Study: Gore Does Not a Fun Game Make

By  |  Tuesday, January 20, 2009 at 11:09 am

Instinctively, you’d think the flying giblets and gore of first-person shooters like Half-Life add a bit of visceral fun to the game, making it more attractive to players. A new study out of the University of Rochester disputes that idea.

Researchers in the graduate department of social psychology found that violent content doesn’t motivate people to play, at least not any more than a game without guns or swords. The research consisted of 2,670 gamer surveys and two experiments.

For the experiments, researchers created custom mods of Half-Life 2, one that focused on shooting enemies with a shotgun and another that required psychic powers to float opponents “up very serenely into the air before evaporating,” according to lead author Andrew Przybylski. He said roughly five percent of the subjects showed aggressive tendencies, but most said the added violence didn’t increase the game’s fun factor.

There is one point that’s missed here: Attacking someone with psychic powers is still violent on some level. Heck, the act of stomping on a goomba has aggressive undertones. Those examples aren’t as sensational as Halo or Grand Theft Auto, but the message — that a conflict should be dealt with through aggression rather than mediation — is the same.

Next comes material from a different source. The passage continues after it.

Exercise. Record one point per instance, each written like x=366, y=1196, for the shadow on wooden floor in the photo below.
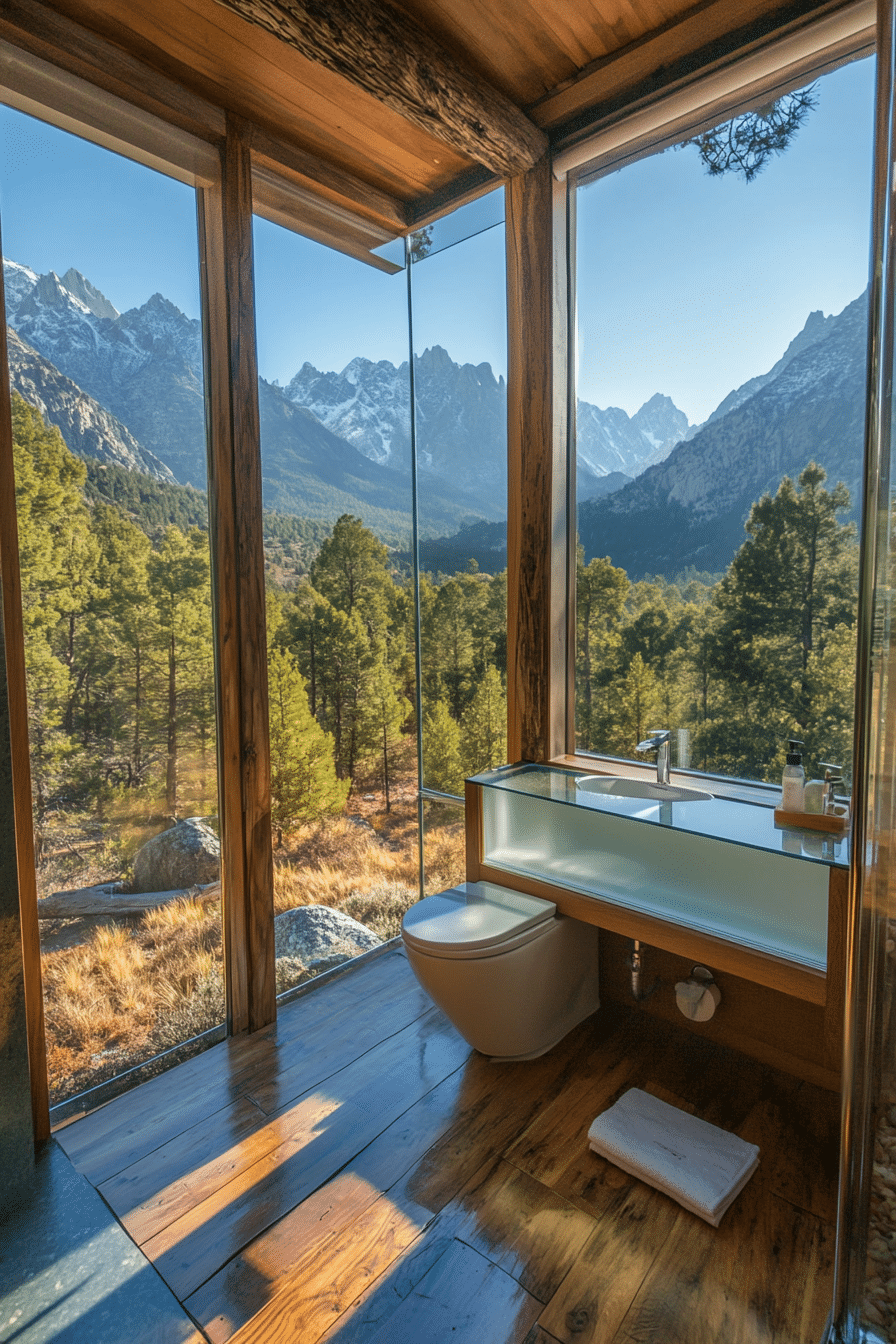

That’s why I’m surprised to see Iowa State University psychologist Craig Anderson throw his support behind the study. Anderson has published several reports that attempt to link violent video games and aggression. He’s a polarizing figure, if only because pundits and politicians use his work as fodder for their own agendas.

“A common belief held by many gamers and many in the video game industry –that violence is what makes a game fun – is strongly contradicted by these studies,” Anderson said in an e-mail to The Canadian Press. He then talks about satisfying gamers’ “competence urge” without resorting to violence.

“Whoever does this well will be able to tap into a much larger market,” he wrote.

Even if his support is somewhat contradictory, I can’t say it’s unwelcome. Finding middle ground between video games’ cheerleaders and detractors is the key to resolving the whole violence issue,  and this is a step in the right direction.